Too many overvalued properties on the market

Too many overvalued properties on the market

Too many overvalued properties on the market

Estate Agents Overvaluing Homes to Gain Instructions ‘Helping Nobody’

Sellers are being advised to be realistic with their asking price if they want to attract buyers amid a slowing housing market.

The latest research by GetAgent.co.uk suggests that more needs to be done to stop the practice of overpricing homes to win instructions.

According to the estate agent comparison site, just 36% of all homes that have seen a price reduction in the current market have been listed as sold subject to contract (SSTC).

GetAgent analysed current market stock levels, looking at both the total proportion of homes for sale that have seen a price reduction in the current market, as well as the proportion of those price-reduced homes that have actually attracted a buyer.

The figures show that across England, an estimated 34% of total stock for sale, excluding homes already marked as sold subject to contract, have seen an asking price reduction since being listed for sale.

This level of asking price-reduced stock for sale remains fairly consistent across the market, with the East Midlands having the highest level at 37%, while the North West has the lowest level at 31%.

However, while an asking price reduction may be a common tactic in increasing buyer interest, the figures from GetAgent show that it doesn’t necessarily secure a sale.

Of all the homes listed for sale to have seen an asking price reduction across the market in England, just 36% had also found a buyer and been marked as sold subject to contract.

The South West was home to a slightly higher percentage, with 40% of all homes to have reduced in price finding a buyer, while in London, this proportion dropped to just 30%.

The co-founder and CEO of GetAgent.co.uk, Colby Short, commented: “It has always been clear from data that pricing a property inappropriately makes a successful sale far, far less likely. For a buyer, seeing a price come down makes the property seem less appealing and often leads to a lower selling price than if the property had been priced appropriately from the start.

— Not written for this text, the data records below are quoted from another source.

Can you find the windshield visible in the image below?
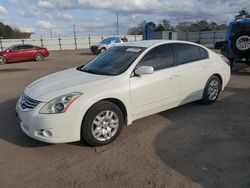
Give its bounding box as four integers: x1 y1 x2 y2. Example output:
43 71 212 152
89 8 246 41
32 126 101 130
79 46 145 76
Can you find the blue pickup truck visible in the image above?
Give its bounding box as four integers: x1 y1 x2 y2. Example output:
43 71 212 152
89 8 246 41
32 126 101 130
221 19 250 67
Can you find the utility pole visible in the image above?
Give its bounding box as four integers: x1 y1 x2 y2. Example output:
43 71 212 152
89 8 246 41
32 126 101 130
49 29 53 38
116 12 120 36
73 25 77 50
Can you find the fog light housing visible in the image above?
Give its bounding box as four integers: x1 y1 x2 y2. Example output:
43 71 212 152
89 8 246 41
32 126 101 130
41 129 52 138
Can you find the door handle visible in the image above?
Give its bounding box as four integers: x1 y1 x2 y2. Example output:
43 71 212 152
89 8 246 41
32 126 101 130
169 74 180 80
203 65 208 69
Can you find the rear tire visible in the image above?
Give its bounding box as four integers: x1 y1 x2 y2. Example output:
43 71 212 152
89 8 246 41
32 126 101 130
229 58 236 69
35 53 43 61
201 75 221 105
81 101 124 146
0 56 7 65
231 30 250 56
100 48 106 54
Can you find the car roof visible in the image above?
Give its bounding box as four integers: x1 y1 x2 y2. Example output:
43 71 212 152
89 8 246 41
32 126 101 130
118 40 200 48
9 44 37 48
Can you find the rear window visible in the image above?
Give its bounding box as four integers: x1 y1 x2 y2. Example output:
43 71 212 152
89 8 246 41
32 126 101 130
175 44 208 65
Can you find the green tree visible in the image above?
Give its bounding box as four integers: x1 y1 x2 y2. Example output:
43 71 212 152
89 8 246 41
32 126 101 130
234 9 250 21
0 22 27 39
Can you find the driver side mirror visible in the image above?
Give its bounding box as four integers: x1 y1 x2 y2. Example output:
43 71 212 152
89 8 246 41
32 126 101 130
135 66 154 76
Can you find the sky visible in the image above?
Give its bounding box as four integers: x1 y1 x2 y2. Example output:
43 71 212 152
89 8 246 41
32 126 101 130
0 0 250 38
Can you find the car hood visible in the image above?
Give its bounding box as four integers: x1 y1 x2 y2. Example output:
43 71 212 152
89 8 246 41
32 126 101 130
24 68 112 102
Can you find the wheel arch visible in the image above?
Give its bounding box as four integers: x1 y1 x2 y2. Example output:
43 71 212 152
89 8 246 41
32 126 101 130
212 73 223 91
0 55 8 63
82 98 128 125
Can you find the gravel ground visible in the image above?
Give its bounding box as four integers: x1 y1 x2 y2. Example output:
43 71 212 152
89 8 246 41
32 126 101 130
0 50 250 188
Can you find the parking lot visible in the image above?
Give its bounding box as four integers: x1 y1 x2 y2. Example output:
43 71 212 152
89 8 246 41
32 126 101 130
0 50 250 188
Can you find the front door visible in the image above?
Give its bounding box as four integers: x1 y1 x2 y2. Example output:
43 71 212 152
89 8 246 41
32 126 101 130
130 44 180 119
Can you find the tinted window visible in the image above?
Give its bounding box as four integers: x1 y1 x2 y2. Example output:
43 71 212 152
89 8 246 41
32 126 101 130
137 44 175 71
175 44 208 64
12 46 22 51
79 46 144 75
22 45 33 50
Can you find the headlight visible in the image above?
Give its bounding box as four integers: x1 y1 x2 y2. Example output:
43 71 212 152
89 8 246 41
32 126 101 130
40 92 82 114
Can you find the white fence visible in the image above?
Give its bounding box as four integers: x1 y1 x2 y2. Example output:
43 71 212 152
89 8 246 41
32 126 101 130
0 35 142 50
178 30 226 44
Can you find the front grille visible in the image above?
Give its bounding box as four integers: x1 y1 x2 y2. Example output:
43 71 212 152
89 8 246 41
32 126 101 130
90 46 98 52
21 94 40 110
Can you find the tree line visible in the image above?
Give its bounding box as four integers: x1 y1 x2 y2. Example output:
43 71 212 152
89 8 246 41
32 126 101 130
0 22 28 39
128 9 250 35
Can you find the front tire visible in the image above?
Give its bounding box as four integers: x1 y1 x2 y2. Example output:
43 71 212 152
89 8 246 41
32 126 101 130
81 101 124 146
100 48 107 54
201 75 221 105
231 30 250 56
35 53 43 61
0 56 7 65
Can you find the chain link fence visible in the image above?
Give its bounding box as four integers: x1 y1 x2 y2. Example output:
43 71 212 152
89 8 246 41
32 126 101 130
0 35 142 50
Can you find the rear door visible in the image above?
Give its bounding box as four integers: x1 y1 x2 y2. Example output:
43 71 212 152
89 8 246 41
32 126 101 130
174 43 211 103
130 44 180 119
21 45 36 60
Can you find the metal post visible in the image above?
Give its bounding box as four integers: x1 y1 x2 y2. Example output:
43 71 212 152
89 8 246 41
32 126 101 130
213 31 216 44
89 35 91 48
58 35 62 51
49 29 53 38
73 25 77 50
0 37 3 51
40 35 43 47
116 12 120 36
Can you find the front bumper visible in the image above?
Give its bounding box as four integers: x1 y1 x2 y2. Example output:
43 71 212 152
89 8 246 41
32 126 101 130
16 97 81 143
90 46 100 55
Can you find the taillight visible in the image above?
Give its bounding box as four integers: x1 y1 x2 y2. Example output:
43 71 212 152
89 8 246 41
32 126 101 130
221 55 231 66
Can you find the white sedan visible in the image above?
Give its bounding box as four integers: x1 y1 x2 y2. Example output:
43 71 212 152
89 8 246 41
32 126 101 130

For a seller, these unrealistic expectations often mean disappointment with a result that may still represent a job very well done by the estate agent.

“Unfortunately for agents and vendors, vendors mainly select agents based on the valuation provided or the fee charged, which often leads to overvaluing of properties and ends up helping nobody. Using performance data to prove an agent’s superior quality allows the agent to build trust from the outset, price the property accordingly and charge a fair fee for the job done.”

The effect on the market

– There is a significant gap between the asking prices listed by sellers/estate agents and the actual sold prices of homes in the UK housing market. In March 2023, the average asking price on Rightmove was £365,357 but the average sold price according to the Land Registry was £289,818 – a 22% difference.

– The gap exists because sellers tend to list their homes at ambitious asking prices to try to get the highest possible sale price. Some estate agents also overvalue properties intentionally to win listings from sellers, planning to persuade them to reduce later.

– Listing a home too high can backfire, causing it to linger on the market for months. The longer it stays listed, the staler it becomes, often necessitating bigger price cuts and potentially selling for less than if priced accurately initially.

– For a quick sale at the best price, the advice is to list the home at an attractive, realistic asking price to generate a “bidding frenzy” among multiple interested buyers afraid of missing out.

– If lacking interest, sellers are advised to request a final sales push before reducing the price. Any reductions should be significant (e.g. 6.5% on average currently) to re-spark interest. Switching agents when reducing can also help with a fresh marketing push.

The key takeaway is that overpricing tends to be a self-defeating strategy, while pricing accurately based on market value generates the most competitive bidding situation to maximize the sale price.